Of course, this picture may change since Twitter wants to double its revenue to $7.5 billion by the end of 2023.

Quite frankly, I don't see how they do that effectively without figuring out a way to make the platform valuable to the most prolific content creators of all: publishers. As someone with her own personal brand, I love the stuff they're innovating, features-wise, for individual and independent creators.

But as someone who also works for a publisher, I'm curious when we're going to have our day to shine.
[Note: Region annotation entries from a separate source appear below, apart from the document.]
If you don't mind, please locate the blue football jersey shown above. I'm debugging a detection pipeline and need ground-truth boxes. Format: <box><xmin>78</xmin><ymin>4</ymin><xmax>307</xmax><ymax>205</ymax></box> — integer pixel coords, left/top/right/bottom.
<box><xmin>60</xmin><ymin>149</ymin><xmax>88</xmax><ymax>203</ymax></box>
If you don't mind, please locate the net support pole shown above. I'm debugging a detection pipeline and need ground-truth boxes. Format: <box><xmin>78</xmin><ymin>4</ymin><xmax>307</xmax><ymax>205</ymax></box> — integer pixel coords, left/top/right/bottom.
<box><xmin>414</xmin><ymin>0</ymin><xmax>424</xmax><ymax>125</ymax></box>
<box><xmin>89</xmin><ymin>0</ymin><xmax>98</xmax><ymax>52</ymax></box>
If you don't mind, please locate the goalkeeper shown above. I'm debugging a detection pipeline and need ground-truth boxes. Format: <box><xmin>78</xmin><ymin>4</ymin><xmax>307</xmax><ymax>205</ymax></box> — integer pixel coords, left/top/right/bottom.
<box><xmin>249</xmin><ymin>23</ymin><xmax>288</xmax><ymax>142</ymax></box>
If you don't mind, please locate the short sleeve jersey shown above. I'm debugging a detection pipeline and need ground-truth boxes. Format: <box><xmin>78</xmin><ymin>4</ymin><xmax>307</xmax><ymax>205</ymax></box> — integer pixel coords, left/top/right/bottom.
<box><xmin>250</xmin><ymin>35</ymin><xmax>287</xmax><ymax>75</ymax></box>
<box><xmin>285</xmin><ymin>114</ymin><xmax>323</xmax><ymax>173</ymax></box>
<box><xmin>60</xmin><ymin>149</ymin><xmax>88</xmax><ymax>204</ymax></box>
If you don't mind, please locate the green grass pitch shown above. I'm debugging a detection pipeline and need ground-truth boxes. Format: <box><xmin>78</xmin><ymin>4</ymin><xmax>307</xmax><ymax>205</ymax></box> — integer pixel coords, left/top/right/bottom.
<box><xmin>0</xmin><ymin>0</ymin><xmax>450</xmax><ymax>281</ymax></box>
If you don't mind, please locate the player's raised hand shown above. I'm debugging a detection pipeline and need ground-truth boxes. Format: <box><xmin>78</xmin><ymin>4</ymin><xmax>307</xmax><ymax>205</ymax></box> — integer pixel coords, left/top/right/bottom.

A few other stray observations

  • TikTok is nonexistent for agencies and brands for brand-building and revenue. Are they just not experimenting because they don't yet see the value? 
  • Agencies and brands on the whole see more brand-building value in social media across the board (Twitter and TikTok being the exceptions). Is it because they are able to put more of an investment behind it and have the experts in-house to wring the most out of those platforms, whereas publishers may not?
  • YouTube coming in second for publishers in revenue but third for brand-building is interesting. What is the difference in strategy there? Are videos being published to YouTube that drive revenue but don't bring brand awareness? 
  • Related to that, is it hard for publishers to find the bandwidth to create a dimensional business video strategy on YouTube that accomplishes both revenue goals and brand-building?

I have one question, however, that looms above all of these stray observations: Is the perceived value (or lack thereof) a characteristic or fault of the platforms themselves, or the social media strategy (or, again, lack thereof) that we're attempting to execute within them?